I can confirm that you can have some amazing sex without even knowing the name of the person you are with. You can have some pretty ordinary sex with people who you would call very good friends. You can even have some pretty ordinary sex with your spouse, given the right situation. Perhaps a better question to ask than the one above is; “Does sex have to have some deep meaning to be good?”
My answer is no.
In my world there are two distinct categories of sex. Married sex, and Gemma sex. They can both be amazing and also very bad; it is a question of management. Married sex is about love, connection and affection. It also is accommodating, tolerant and ignores some things that may be a turn off. Things like; having held the person’s head while they threw up, that yesterday you were angry because they went out and left the dishes in the sink and that there is still some deep seated resentment that a life decision made fifteen years ago had a profound effect on a career that you loved.

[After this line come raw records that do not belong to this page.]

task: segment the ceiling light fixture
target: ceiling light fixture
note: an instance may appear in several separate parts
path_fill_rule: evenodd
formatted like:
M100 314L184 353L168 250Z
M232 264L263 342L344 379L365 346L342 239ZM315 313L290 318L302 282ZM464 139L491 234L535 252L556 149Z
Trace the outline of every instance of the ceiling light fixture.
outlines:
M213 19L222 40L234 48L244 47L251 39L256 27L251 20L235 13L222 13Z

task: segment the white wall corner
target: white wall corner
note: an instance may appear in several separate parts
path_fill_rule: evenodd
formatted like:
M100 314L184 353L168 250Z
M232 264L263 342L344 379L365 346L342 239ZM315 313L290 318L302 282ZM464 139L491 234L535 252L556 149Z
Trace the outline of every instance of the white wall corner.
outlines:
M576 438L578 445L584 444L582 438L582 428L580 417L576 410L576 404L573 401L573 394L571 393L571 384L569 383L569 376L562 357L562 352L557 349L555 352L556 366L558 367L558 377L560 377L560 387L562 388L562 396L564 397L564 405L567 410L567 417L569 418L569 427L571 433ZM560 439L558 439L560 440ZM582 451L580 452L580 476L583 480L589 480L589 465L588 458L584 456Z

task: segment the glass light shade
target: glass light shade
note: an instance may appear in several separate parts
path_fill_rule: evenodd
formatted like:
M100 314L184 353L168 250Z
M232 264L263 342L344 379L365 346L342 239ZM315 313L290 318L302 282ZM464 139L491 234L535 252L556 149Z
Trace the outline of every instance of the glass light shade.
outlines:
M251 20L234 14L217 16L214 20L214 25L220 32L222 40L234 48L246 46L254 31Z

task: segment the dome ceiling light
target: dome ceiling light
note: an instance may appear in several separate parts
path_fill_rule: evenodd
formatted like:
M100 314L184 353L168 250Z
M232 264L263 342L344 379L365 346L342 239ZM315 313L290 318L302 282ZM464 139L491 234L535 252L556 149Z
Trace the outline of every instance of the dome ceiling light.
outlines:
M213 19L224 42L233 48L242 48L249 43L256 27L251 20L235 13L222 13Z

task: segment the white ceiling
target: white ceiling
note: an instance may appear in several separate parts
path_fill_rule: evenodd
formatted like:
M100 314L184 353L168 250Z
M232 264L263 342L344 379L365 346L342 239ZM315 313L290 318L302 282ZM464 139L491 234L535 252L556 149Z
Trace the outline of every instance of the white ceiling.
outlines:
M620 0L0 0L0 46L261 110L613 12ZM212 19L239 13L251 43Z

Married sex is about keeping a level of intimacy that is needed for two people to be able to be in the same room together, alone, without killing each other. As Mr Jones and I prepare to spend six months on a boat together without the buffer of our children this kind of intimacy is important. Otherwise we could be experiencing a Dead Calm kind of situation. Married sex doesn’t have to swing off the rafters but sometimes it does help the situation if you do make that effort.
Gemma sex is a whole different ball game. It is purely about fun, pleasure and there are no compromises. It is not about maintaining a relationship. It is about exploring boundaries and just being a sexual person. It is easier to take risks, consensual of course, because if it doesn’t work out you don’t have to face the person tomorrow. You also don’t have to deal with domestic or relationship kinds of issues. There is no co-habitation. While you may listen with a sympathetic ear to their problems, at the end of the day they are THEIR problems and you don’t have to worry about them.
Does this kind of sex have no meaning? Sometimes yes, sometimes no. It generally has no ROMANTIC meaning but there is often a connection and if you continue to see the person a friendship can form. Pushing past boundaries is significant to some people and can change you as a person. Having a random stranger with no need to maintain a relationship worshipping you can definitely improve your confidence.
At the end of the day sex is a bodily function like eating and sleeping. These things can also have deep, abiding meaning or just be something we did yesterday. Why should sex be any different?